There’s nothing new under the Hollywood sun, as the release of 40 video game-based films since Super Mario Bros. shows. began in 1993 with the trend towards risk avoidance.

At least two “Super Mario Bros.” Remakes have been shot since the unoriginal original, and Mortal Kombat 3 is slated for release later this month.

Similarly, more than 30 films have been produced based on characters from DC Comics, which is no coincidentally a subsidiary of Warner Bros. Pictures.

Popular toys were also the muse of the film producers, who brought at least two dozen former birthday presents with them, from American Girl dolls to Garbage Pail Kids to life on the country’s Cineplex screens. So far, five films have been made about Transformers alone, and a fourth film inspired by the GI Joe action figure (aka: Doll for Boys) is slated for release in July.

Meanwhile, a fifth film in the Indiana Jones series has been given the go-ahead, and Mission Impossible 7 is set to be released next year.

Last week it was revealed that the film rights to the popular marshmallow confectionery Peeps had been bought and a film based on the ubiquitous Easter basket stuffer is slated to go into production next year.

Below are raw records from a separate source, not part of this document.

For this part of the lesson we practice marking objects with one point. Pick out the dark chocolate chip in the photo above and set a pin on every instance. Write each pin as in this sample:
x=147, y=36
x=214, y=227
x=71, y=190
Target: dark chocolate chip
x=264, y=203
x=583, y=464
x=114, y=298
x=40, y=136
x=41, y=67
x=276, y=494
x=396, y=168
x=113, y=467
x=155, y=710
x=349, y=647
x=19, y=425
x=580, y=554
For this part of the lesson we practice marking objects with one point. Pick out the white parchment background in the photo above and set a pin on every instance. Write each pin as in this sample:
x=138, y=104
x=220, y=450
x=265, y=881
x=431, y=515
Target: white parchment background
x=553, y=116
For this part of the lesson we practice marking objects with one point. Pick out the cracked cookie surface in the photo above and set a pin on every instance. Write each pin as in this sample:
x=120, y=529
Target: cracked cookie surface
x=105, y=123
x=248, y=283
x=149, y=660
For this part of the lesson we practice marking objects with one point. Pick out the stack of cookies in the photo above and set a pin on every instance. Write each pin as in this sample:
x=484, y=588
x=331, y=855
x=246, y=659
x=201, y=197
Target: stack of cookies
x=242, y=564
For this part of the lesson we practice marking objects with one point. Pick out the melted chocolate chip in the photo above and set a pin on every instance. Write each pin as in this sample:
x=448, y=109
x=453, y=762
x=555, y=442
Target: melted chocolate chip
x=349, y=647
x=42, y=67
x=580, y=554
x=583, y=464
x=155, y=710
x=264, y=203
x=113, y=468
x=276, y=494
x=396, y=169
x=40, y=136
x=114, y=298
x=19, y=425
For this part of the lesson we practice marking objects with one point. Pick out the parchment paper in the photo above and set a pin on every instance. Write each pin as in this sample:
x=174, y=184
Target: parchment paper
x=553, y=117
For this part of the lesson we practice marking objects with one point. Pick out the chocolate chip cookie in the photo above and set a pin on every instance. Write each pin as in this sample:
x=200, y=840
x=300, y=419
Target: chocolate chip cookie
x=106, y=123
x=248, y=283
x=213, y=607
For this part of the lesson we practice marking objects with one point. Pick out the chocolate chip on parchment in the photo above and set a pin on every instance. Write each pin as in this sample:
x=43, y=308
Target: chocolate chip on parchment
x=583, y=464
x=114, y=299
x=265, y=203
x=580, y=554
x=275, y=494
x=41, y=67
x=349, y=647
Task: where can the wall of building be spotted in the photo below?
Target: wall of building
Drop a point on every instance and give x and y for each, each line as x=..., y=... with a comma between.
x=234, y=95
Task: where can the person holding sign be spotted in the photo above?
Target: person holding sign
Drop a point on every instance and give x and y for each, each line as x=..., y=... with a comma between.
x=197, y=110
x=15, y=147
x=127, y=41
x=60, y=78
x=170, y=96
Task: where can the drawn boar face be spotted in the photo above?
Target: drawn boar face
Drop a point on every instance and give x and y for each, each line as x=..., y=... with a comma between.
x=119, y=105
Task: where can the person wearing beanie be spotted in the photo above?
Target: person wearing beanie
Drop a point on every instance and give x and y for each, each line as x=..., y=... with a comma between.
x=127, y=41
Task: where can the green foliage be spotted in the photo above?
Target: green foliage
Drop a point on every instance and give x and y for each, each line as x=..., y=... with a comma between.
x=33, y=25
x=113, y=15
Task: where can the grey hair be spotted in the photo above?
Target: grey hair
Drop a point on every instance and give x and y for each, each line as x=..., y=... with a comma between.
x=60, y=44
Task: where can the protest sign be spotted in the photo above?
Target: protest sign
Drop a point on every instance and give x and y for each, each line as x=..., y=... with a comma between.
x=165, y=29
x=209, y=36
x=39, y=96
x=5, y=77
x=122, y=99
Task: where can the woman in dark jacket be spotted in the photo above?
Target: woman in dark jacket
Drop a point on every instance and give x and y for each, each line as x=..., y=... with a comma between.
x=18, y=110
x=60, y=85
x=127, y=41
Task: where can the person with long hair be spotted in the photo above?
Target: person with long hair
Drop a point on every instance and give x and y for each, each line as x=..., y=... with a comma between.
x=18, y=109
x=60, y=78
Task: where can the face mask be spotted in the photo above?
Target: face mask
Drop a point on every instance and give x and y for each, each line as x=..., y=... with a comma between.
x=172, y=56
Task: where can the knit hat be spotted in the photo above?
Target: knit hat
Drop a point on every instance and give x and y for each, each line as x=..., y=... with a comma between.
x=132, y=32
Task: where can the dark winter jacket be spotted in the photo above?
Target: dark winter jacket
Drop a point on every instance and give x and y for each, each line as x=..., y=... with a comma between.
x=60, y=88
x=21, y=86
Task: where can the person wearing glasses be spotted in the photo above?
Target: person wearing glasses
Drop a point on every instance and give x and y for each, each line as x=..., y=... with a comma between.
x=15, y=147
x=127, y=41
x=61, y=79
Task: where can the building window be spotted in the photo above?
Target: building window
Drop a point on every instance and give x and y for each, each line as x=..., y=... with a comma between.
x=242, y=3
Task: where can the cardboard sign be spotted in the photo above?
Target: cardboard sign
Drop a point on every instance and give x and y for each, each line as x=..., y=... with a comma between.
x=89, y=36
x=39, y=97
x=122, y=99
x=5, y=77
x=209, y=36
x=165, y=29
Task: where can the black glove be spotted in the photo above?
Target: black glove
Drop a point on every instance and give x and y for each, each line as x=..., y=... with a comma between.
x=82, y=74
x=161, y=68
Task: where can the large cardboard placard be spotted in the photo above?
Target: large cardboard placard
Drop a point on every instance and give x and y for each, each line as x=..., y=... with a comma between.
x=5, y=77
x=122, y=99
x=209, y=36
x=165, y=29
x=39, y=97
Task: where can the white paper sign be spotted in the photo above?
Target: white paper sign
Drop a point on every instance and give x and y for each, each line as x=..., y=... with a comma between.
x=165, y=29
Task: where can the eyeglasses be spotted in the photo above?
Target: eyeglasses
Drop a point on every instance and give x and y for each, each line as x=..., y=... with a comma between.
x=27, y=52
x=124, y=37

It could be the first film based on a real candy that can be found in stores all over the place, as opposed to “Willy Wonka & the Chocolate Factory” from 1971 or “Looking for Mr. Goodbar” from 1977 which, despite its name, wasn’t about candy.

Jimmy Kimmel spoke about the Peeps film during a monologue on Wednesday, at the end of which he speculated about possible spin-offs should the show prove to be a hit, including “Peeping With the Enemy”, “Peeping Beauty”, “Peep” Throat ” and “Peep-less in Seattle”.

To Kimmel’s list I would add “The Peeps vs. Larry Flynt”, “Ordinary Peeps” and “The Big Peep”.

The plot of the film is about a group of Peeps characters who make their way to Peepfest, a festival that celebrates the confectionery that is held annually in Pennsylvania, the state that makes 2 billion peeps each year.

I hope the trend of basing films on the mainstays of pop culture goes away faster than peeps. I am shocked at the thought of film stories in which, for example, advertising mascots such as the Aflac duck, Energizer Bunny or the Charmin bears “Enjoy the Go” are used.

In the meantime, I hope the marshmallow baby chickens will inspire a cute movie, but I have my doubts.

It would be a shame if it turned out to be a turkey.